There is no denying that the Silk Road Economic Belt (SRBE) is an extremely beneficial initiative. However, what many people do not know about it is that it is also a massive trade-off. In fact, this Belt has the potential of significantly reducing China’s global footprint. This comes as no surprise given the country’s vast resources and the state of its economy. Nevertheless, it is important for China to understand how such trade-offs are made and what role the country will ultimately have in the development of these high-speed railways.
First and foremost, it is important for China to realize that the Belt does not represent a return to the days when high-speed rail was simply a technological advancement. Instead, the Belt offers one potential alternative to a high-cost nation with a dearth of available land. In other words, while the Chinese government is pursuing growth at the highest possible level, it has to realize that this growth needs to be backed by infrastructure. With that in mind, it would seem that one of the first trade-offs is land. Indeed, there are limited available acres in China that can be used for constructing high-speed railroads. In order to make way for the planned developments, the country will need to make large tracts of its desert available.
Secondly, a major trade-off will take place over the construction of high-speed rail. In fact, when compared to the United States, Japan, and India, China’s share of the investment in this venture is minuscule. Furthermore, even if India were to invest in this venture, it would be a relative small investment. Given this, India would be forced to rely upon foreign currencies to finance the construction, which will ultimately reduce its overall domestic manufacturing capacity.

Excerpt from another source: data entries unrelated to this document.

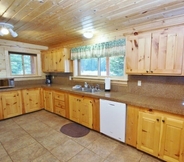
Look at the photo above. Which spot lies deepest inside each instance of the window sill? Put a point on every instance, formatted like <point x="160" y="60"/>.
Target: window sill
<point x="115" y="81"/>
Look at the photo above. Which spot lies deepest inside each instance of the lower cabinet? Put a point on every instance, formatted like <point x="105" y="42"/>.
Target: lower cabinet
<point x="132" y="124"/>
<point x="161" y="135"/>
<point x="11" y="103"/>
<point x="48" y="99"/>
<point x="81" y="110"/>
<point x="32" y="99"/>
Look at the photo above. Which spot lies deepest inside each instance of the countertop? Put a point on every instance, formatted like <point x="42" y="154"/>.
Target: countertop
<point x="174" y="106"/>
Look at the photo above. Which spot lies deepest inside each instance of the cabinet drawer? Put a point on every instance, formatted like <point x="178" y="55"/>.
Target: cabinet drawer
<point x="60" y="104"/>
<point x="60" y="111"/>
<point x="59" y="96"/>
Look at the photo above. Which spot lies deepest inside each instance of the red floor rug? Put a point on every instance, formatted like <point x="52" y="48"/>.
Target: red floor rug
<point x="74" y="130"/>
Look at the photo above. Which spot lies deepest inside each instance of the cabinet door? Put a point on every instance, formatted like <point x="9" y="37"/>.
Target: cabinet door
<point x="74" y="107"/>
<point x="48" y="100"/>
<point x="131" y="125"/>
<point x="1" y="107"/>
<point x="172" y="141"/>
<point x="149" y="126"/>
<point x="138" y="50"/>
<point x="31" y="99"/>
<point x="167" y="52"/>
<point x="85" y="115"/>
<point x="12" y="103"/>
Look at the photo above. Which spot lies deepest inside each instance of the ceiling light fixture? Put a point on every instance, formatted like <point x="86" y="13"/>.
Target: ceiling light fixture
<point x="6" y="28"/>
<point x="88" y="34"/>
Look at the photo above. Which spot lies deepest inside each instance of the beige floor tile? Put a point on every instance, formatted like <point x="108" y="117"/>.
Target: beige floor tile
<point x="36" y="137"/>
<point x="28" y="153"/>
<point x="47" y="157"/>
<point x="56" y="120"/>
<point x="18" y="143"/>
<point x="6" y="126"/>
<point x="52" y="140"/>
<point x="124" y="153"/>
<point x="146" y="158"/>
<point x="103" y="146"/>
<point x="12" y="134"/>
<point x="5" y="159"/>
<point x="88" y="139"/>
<point x="67" y="150"/>
<point x="34" y="126"/>
<point x="2" y="151"/>
<point x="86" y="156"/>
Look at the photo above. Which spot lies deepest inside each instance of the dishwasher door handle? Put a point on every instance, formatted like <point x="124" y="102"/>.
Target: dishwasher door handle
<point x="112" y="104"/>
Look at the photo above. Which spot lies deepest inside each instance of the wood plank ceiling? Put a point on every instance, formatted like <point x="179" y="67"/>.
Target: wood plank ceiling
<point x="49" y="22"/>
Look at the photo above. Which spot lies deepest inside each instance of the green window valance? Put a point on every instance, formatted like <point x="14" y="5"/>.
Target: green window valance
<point x="106" y="49"/>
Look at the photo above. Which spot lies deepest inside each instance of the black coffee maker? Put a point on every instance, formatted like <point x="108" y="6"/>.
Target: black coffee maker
<point x="48" y="79"/>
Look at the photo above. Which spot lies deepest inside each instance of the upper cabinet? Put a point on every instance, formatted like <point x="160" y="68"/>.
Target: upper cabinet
<point x="138" y="50"/>
<point x="158" y="53"/>
<point x="56" y="60"/>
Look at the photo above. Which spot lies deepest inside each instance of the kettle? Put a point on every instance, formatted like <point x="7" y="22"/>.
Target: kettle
<point x="48" y="79"/>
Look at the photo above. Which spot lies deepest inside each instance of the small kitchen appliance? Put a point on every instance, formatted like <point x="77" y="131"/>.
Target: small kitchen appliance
<point x="48" y="79"/>
<point x="107" y="84"/>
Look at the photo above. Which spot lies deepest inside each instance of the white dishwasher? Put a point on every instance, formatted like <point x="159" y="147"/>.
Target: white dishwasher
<point x="113" y="119"/>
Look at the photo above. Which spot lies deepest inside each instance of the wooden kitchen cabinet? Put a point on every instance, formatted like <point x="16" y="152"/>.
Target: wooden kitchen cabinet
<point x="32" y="99"/>
<point x="161" y="135"/>
<point x="81" y="110"/>
<point x="167" y="51"/>
<point x="138" y="50"/>
<point x="131" y="125"/>
<point x="149" y="126"/>
<point x="158" y="52"/>
<point x="11" y="103"/>
<point x="48" y="99"/>
<point x="61" y="104"/>
<point x="56" y="60"/>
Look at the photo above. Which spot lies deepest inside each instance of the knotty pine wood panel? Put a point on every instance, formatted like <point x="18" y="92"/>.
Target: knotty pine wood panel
<point x="61" y="21"/>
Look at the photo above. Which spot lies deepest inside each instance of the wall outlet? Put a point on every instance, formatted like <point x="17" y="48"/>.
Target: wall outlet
<point x="139" y="83"/>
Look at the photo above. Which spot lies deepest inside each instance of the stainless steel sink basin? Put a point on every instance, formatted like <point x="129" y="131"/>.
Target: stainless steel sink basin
<point x="90" y="90"/>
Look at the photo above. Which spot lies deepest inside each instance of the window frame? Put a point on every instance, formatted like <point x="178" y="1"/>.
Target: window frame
<point x="23" y="64"/>
<point x="115" y="80"/>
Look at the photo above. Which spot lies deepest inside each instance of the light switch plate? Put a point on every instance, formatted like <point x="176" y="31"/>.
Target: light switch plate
<point x="139" y="83"/>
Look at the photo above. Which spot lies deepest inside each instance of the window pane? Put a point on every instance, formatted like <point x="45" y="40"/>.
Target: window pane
<point x="89" y="66"/>
<point x="29" y="64"/>
<point x="116" y="66"/>
<point x="16" y="64"/>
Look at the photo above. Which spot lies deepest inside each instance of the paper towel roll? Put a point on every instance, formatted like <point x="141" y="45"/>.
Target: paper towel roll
<point x="107" y="84"/>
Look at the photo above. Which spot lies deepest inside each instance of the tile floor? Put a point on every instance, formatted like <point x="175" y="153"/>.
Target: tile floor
<point x="36" y="137"/>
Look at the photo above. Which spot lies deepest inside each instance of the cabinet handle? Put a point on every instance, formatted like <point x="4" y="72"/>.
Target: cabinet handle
<point x="112" y="104"/>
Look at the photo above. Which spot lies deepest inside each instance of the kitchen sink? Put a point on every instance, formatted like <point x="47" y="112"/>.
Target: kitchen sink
<point x="89" y="90"/>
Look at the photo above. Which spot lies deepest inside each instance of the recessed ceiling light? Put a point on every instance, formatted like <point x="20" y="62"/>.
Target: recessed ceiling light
<point x="88" y="34"/>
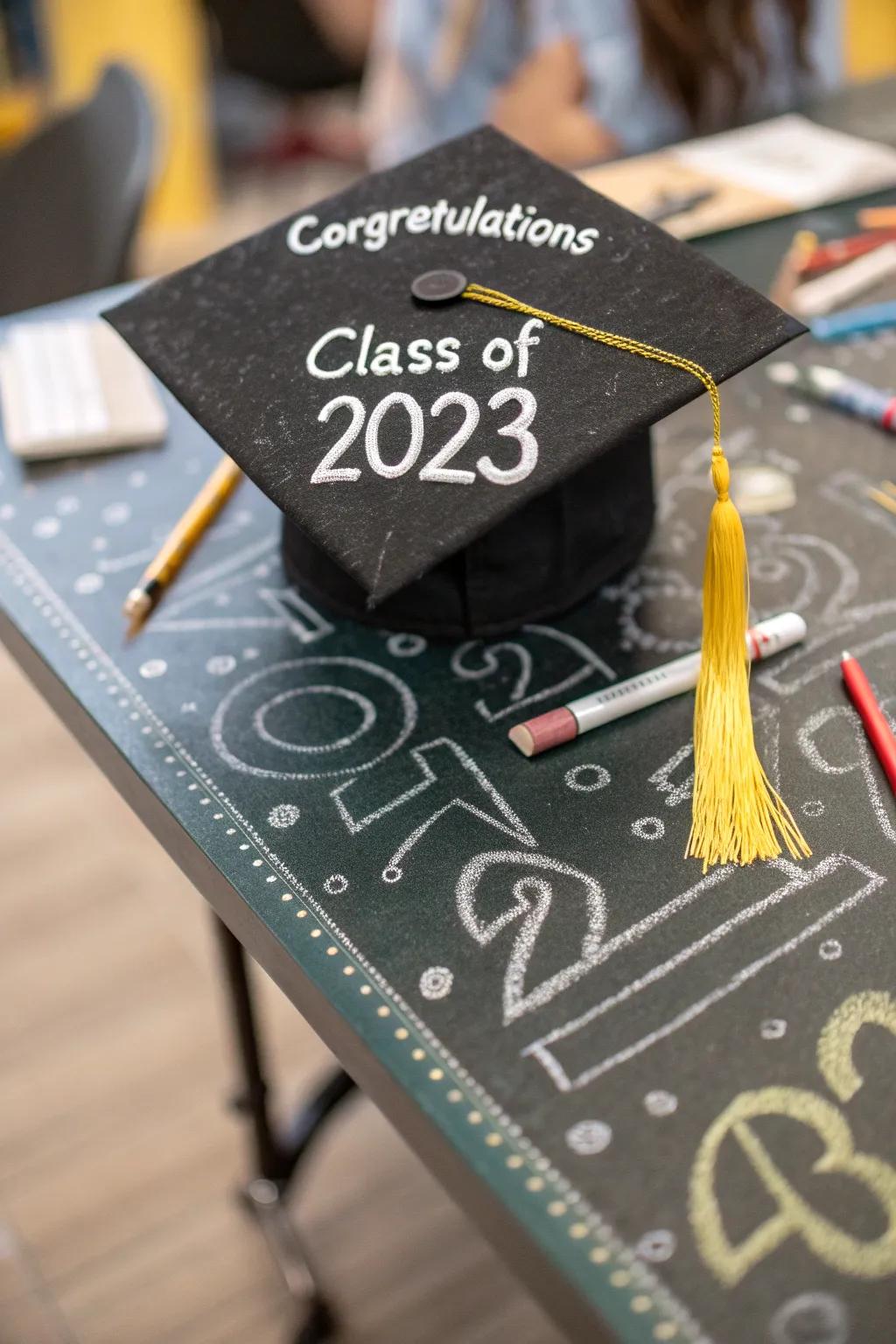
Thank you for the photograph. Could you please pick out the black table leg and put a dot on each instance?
(277, 1156)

Thirdly, one of the most significant trade-offs takes place over the development of nuclear weapons. As China is trying to modernize its economy, it cannot afford to lose its nuclear weapon capabilities. As a result, it will be forced to put more emphasis on the Silk Road Economic Belt and other emerging regional development schemes. This means that, over time, the economic belt will become increasingly important as it attempts to develop a stronger economy Silk Road economic belt.

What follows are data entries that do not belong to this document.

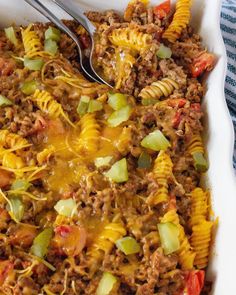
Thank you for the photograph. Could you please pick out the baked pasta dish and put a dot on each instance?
(100, 187)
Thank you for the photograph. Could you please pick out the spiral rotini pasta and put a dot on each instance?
(158, 89)
(49, 105)
(44, 155)
(163, 172)
(104, 243)
(195, 145)
(200, 241)
(199, 206)
(103, 184)
(124, 64)
(32, 43)
(130, 38)
(186, 254)
(180, 20)
(88, 140)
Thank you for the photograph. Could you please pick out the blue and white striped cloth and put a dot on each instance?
(228, 28)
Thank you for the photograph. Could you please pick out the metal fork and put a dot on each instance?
(85, 62)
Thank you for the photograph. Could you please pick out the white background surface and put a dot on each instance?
(218, 135)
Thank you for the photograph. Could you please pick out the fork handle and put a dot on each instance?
(78, 15)
(48, 14)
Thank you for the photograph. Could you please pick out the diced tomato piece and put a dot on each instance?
(85, 40)
(196, 106)
(195, 282)
(70, 239)
(6, 66)
(176, 120)
(204, 62)
(172, 202)
(40, 124)
(6, 267)
(162, 10)
(5, 178)
(63, 230)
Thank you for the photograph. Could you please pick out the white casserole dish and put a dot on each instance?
(218, 126)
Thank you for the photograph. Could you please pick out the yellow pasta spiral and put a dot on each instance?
(186, 254)
(12, 161)
(130, 38)
(88, 140)
(103, 244)
(180, 20)
(199, 206)
(124, 64)
(162, 171)
(195, 144)
(12, 140)
(163, 166)
(158, 89)
(45, 154)
(31, 41)
(200, 241)
(49, 105)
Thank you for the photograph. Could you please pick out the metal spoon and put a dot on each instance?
(85, 62)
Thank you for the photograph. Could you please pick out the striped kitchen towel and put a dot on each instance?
(228, 28)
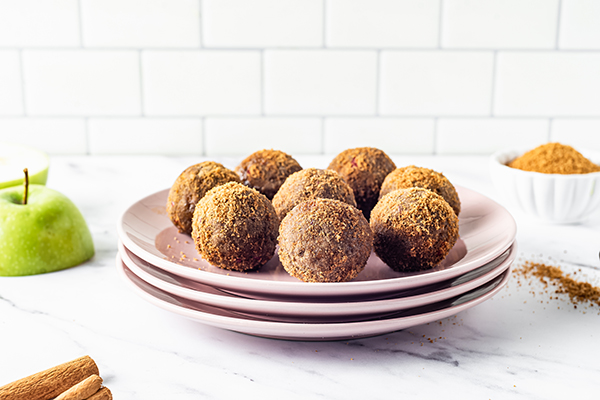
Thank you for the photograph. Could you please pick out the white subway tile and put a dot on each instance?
(39, 23)
(247, 135)
(392, 135)
(583, 134)
(174, 136)
(499, 23)
(74, 83)
(201, 82)
(52, 135)
(141, 23)
(547, 84)
(382, 23)
(580, 24)
(435, 83)
(262, 23)
(320, 82)
(486, 135)
(11, 92)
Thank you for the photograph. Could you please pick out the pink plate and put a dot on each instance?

Then, there is the question of the alignment of the Belt and Road. Although China is not a major global player at the moment, the country’s shift towards Asia and the subsequent globalization will have some disturbing implications for global trade. India, for example, has already made this transition. In fact, it is looking to the Middle East for markets and it wants to continue the process of globalization by developing connectivity via Middle East. If one believes that the Middle East is capable of offering adequate solutions for developing sustainable economic policies, then one would have to agree with this assessment.

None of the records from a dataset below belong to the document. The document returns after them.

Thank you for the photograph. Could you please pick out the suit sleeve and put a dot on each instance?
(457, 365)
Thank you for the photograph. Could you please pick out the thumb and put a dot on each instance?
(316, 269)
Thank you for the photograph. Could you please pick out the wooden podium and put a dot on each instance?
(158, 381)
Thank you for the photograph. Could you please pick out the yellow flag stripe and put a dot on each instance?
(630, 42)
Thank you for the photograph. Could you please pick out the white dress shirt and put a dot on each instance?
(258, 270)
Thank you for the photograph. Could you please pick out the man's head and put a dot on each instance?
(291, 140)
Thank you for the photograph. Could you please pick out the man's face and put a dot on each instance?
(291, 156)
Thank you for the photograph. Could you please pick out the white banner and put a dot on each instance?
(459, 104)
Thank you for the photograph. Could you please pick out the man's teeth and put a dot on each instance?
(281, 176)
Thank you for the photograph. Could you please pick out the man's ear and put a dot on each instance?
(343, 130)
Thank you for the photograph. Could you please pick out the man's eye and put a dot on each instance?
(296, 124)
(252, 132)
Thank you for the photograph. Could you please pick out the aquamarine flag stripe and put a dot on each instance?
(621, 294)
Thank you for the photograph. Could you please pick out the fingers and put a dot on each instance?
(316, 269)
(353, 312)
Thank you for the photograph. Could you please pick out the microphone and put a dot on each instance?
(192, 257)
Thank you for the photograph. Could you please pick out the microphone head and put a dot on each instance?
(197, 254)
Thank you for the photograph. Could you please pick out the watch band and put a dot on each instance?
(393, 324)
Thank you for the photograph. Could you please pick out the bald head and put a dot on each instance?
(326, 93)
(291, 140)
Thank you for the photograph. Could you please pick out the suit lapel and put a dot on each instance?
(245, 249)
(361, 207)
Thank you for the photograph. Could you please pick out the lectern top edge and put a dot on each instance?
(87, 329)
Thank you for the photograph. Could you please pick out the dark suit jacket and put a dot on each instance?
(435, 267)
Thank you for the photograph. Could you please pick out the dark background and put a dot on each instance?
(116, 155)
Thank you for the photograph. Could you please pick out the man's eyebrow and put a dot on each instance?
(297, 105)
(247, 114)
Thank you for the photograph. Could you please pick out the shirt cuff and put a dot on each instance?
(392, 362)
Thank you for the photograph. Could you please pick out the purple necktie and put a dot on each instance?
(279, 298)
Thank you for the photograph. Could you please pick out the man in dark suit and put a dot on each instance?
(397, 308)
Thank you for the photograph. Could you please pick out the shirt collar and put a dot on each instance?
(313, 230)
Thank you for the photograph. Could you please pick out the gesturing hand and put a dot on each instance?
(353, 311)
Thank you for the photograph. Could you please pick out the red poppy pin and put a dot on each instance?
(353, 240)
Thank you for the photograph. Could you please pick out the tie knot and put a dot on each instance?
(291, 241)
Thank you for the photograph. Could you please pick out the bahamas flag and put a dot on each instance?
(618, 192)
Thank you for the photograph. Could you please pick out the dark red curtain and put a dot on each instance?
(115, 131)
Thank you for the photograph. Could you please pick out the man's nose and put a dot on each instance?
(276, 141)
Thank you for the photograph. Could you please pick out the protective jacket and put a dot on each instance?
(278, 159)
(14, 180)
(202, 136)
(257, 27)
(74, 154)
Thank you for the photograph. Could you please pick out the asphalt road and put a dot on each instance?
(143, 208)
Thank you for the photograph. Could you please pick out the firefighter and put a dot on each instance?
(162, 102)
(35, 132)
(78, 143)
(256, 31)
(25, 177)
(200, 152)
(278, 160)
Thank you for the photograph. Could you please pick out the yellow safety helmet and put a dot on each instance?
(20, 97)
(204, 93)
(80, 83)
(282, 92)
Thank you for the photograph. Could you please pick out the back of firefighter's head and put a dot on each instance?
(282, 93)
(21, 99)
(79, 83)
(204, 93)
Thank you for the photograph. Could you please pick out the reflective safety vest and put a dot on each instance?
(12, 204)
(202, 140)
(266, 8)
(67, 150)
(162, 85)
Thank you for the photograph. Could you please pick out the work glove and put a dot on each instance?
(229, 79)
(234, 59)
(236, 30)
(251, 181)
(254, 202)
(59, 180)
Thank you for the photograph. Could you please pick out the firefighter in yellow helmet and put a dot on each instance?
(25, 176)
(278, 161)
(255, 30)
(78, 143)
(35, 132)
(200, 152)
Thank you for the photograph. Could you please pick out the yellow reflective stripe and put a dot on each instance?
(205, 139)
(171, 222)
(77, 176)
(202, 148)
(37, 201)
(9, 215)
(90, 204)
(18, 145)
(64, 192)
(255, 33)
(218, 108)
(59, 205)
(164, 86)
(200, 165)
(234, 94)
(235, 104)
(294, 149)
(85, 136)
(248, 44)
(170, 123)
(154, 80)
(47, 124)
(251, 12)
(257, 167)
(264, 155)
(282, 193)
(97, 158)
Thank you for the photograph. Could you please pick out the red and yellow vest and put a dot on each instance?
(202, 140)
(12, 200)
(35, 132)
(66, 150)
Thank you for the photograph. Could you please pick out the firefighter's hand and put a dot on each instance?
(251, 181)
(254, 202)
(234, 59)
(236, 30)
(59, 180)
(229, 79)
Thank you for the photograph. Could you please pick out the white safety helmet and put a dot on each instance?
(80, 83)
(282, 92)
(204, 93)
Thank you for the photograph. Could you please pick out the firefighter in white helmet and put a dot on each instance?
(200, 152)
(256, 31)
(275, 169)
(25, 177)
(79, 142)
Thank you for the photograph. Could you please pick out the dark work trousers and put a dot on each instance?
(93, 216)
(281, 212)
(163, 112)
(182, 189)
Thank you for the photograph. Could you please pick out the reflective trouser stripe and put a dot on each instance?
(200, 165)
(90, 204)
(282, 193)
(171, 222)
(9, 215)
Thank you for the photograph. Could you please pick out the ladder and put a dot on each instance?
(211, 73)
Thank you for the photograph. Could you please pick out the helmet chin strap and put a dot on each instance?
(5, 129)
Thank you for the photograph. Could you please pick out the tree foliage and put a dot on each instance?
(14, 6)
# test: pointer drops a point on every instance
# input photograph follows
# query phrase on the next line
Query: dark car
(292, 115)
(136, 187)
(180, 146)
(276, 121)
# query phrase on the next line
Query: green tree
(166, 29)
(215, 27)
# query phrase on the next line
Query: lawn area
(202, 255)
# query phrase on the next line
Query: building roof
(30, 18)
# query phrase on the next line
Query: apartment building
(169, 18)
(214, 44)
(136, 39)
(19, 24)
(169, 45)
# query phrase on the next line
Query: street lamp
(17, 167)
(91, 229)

The other four countries in the vicinity of the Belt and Road, Pakistan and Afghanistan, face unique challenges. They are experiencing political and security problems of their own, which means that they are unlikely to cooperate with the Chinese. Moreover, both Pakistan and Afghanistan are trying hard to develop their infrastructures and these resources are slowly running out. Both of them will be forced to look to the West for help, which will reduce their influence on the region and reduce the trade-off.
At the same time, developing countries such as India are not necessarily ready to sacrifice their own interests. The prime motivation for Indians in supporting the Silk Road is the belief that it will eventually help them develop their own economy. This is possible only if they receive assistance from other countries. However, it is not clear whether any such assistance can come from within the country, or whether it will have to be sponsored by outside sources. Even if it does come from outside sources, such assistance will have to be channeled according to Indian interests.
The current scenario of instability in the Middle East and North Africa highlights the urgent need for a flexible and open approach to the Silk Road Economic Belt. This has become even more relevant given the fact that several of these countries are now in the middle of fighting proxy wars (which they apparently cannot win) and facing terrorist organizations that claim allegiance to Islamic State. In order to avoid being sucked into one of these conflicts, all countries in the area must find a way of promoting and supporting economic integration and development in each country. Otherwise, they will be susceptible to being swallowed up by larger trading powers that are already developing regions within the Belt.